In realtà io credo che si viva ancora in una società in cui la risata è vista come qualcosa di "poco serio", e quindi ci sono cose su cui hai licenza di ridere e altre no, perché come disse Paolo Poli "nelle scritture è scritto che Egli pianse, mai che egli rise" (e giù una platea sana a ridere). La prevalenza morale della lacrima sul riso, ecco il problema di base secondo me. L'attore tragico, quello che ti spreme tutte le lacrime, è persona seria, è attore migliore. L'attore comico, si sa, è solo un cialtrone che ti strappa una risata.

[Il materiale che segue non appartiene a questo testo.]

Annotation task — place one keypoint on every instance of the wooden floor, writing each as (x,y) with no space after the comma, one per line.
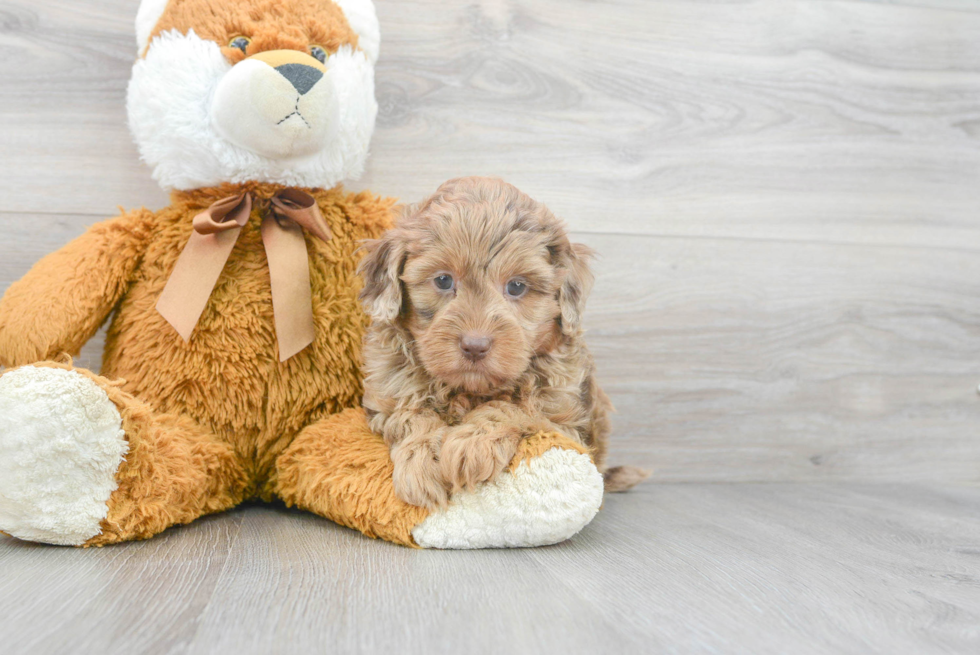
(785,195)
(690,568)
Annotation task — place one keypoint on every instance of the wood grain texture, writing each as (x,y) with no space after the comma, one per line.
(784,196)
(741,568)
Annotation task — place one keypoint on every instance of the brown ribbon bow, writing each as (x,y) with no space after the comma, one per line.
(215,232)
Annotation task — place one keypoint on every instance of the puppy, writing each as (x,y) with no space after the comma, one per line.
(476,298)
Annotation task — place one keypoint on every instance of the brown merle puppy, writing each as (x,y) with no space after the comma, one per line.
(476,298)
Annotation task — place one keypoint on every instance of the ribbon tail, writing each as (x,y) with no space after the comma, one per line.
(196,272)
(292,297)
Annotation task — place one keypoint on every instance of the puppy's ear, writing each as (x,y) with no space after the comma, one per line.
(381,269)
(573,259)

Anche la cultura, non sia mai tentare di comunicarla in maniera facile e magari divertente, no, la cultura deve avere la Kappa davanti e ti deve far venire due coglioni tanti, dev'esser cosa per pochi intellettuali di quelli che non ridono mai. Mai comunicare concetti seri in maniera leggera e magari divertente. Se ridi, se fai ridere, non sei una persona seria.
Quindi davanti alla morte, e meno che mai alla morte della mamma, non si ride. Non si può ridere. Io stesso, quando faccio battute sulla morte della mia, vedo facce sgomente. Eppure, vi assicuro, ho istintiva pietà per l'interlocutore e mi tengo leggero eh?
Penso, per concludere tutto questo e per tentare di riassumere, che una società che non si senta completamente libera di poter ridere di ogni cosa senza imposizioni, giudizi altrui o sensi di colpa, sia una società che ha ancora tanta strada da fare prima di dirsi veramente libera e consapevole. D'altronde persino Leopardi, non propriamente un compagnone, concluse che chi ha il coraggio di ridere è padrone del mondo.
Poi ci ha dovuto aggiungere "come chi ha il coraggio di morire", perché Leopardi si sa, quella punta de allegria ce la doveva sempre mette, non sia mai non lo prendessero sul serio.